Public service has lost its heart, MPs say

Public service has lost its heart, MPs say
Singapore Parliament House. TODAY file photo
They call on government servants to have empathy when dealing with the needy
Published: 4:00 AM, March 2, 2017
Updated: 11:56 AM, March 2, 2017

SINGAPORE — Several Members of Parliament yesterday called for greater compassion from a public service that has, in Nee Soon GRC MP Louis Ng’s words, “lost its heart”, citing examples of how people have been turned away because public servants were doing things strictly by the book.

Citing a resident who was slapped with letters demanding mortgage and tax payments while struggling to provide for her late sister’s two children, Mr Ng said: “I asked the HDB (Housing and Development Board) why they did that.
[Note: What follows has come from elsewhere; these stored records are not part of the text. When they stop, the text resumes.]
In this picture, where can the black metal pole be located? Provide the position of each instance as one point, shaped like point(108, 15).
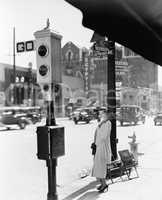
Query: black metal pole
point(52, 193)
point(14, 68)
point(52, 162)
point(111, 93)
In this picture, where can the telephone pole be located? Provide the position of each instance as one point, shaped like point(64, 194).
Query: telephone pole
point(14, 68)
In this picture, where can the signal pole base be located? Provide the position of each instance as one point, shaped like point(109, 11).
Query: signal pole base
point(52, 197)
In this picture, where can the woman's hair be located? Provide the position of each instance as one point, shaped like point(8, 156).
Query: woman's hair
point(110, 115)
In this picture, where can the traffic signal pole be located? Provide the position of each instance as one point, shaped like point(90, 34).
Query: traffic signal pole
point(50, 138)
point(111, 93)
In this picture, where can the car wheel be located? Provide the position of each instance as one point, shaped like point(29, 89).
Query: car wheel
point(143, 121)
point(22, 125)
point(75, 121)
The answer was that they didn’t know the letter was sent as it was computer generated … Our aim seems to be to process each case as fast as possible and to follow the book as strictly as possible.”

He lamented: “In our pursuit to automate most things, we now have a system without a heart.”
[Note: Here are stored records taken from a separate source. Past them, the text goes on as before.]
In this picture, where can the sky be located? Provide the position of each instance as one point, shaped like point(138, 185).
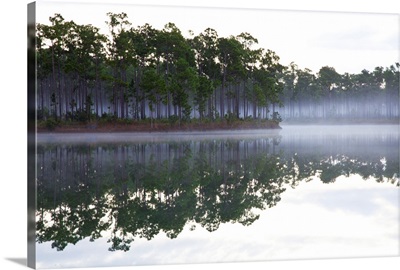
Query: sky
point(347, 41)
point(13, 119)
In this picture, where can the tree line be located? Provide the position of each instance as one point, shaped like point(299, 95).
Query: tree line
point(146, 73)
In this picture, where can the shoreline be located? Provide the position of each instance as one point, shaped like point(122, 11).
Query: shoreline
point(137, 127)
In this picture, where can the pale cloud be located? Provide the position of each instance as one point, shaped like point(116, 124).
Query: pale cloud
point(350, 42)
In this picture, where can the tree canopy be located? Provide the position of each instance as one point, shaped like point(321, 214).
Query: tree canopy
point(142, 72)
Nominated MP Kuik Shiao-Yin, meanwhile, urged the Government to extend a “compassionate” helping hand to those mired in the poverty cycle.

While the slew of handouts — from education subsidies to Goods and Services Tax U-Save Vouchers — were helpful, they are but “drops in a constantly-leaking bucket” for these families, said Ms Kuik, who called for more universal support to meet needs such as eldercare, quicker access to affordable housing and respite for caregivers.

The working poor, she noted, hold full-time jobs and slog to support their families but still cannot seem to break the poverty cycle.

Not only do they feel left out, those struggling to make ends meet are left behind by the Government’s calls each year to “upskill”, “internationalise” and “innovate”.

This is neither the result of nonchalance nor laziness, but because “they’re just busy trying not to drown under wave after wave of new demands, new costs and new changes”. To this group, even the “calmest and most reasonable technocratic explanation” on why a water price hike is justifiable would feel like “salt on a wound”, said Ms Kuik.

What preoccupies them is that they “don’t have enough, I’ll never have enough and I’m not enough and you don’t care”, she added.

The disadvantaged lack the luxury of breathing space to weigh alternatives and plan for their future, and rather than brush them off with “don’t know, go talk to your MP” — as some frontline officers do — conveying available solutions compassionately is the key, she said.

Dr Lee Bee Wah (Nee Soon GRC) noted that some civil servants tend to be more concerned with the “rules of their own agency” than what might benefit Singaporeans.

And public agencies often have requirements that contradict one another, said Dr Lee, citing the example of an “incomplete” covered linkway in Khatib that was left with a gap because the HDB could not meet other agencies’ requirements to build a seamless linkway.

“These are only small projects and we meet so many obstacles ... Can’t our civil servants be more result-oriented and objective-driven, instead of just guarding your own turf?” she asked.

Calling for better communication between the Government and the public, Ms Joan Pereira (Tanjong Pagar GRC) said: “Seniors used to joke that the answers to their queries at Government departments always start with ‘www’… Making adjustments to accommodate our seniors is a signature of a caring society.”

Saying that the public service defends policies rather than listen to ideas on how to make them better, Mr Ng called for greater innovation in the public service.

“A crucial player in the implementation (of the Budget) is our public service … I hope that every public servant has a heart full of grace and a soul generated by love,” he said.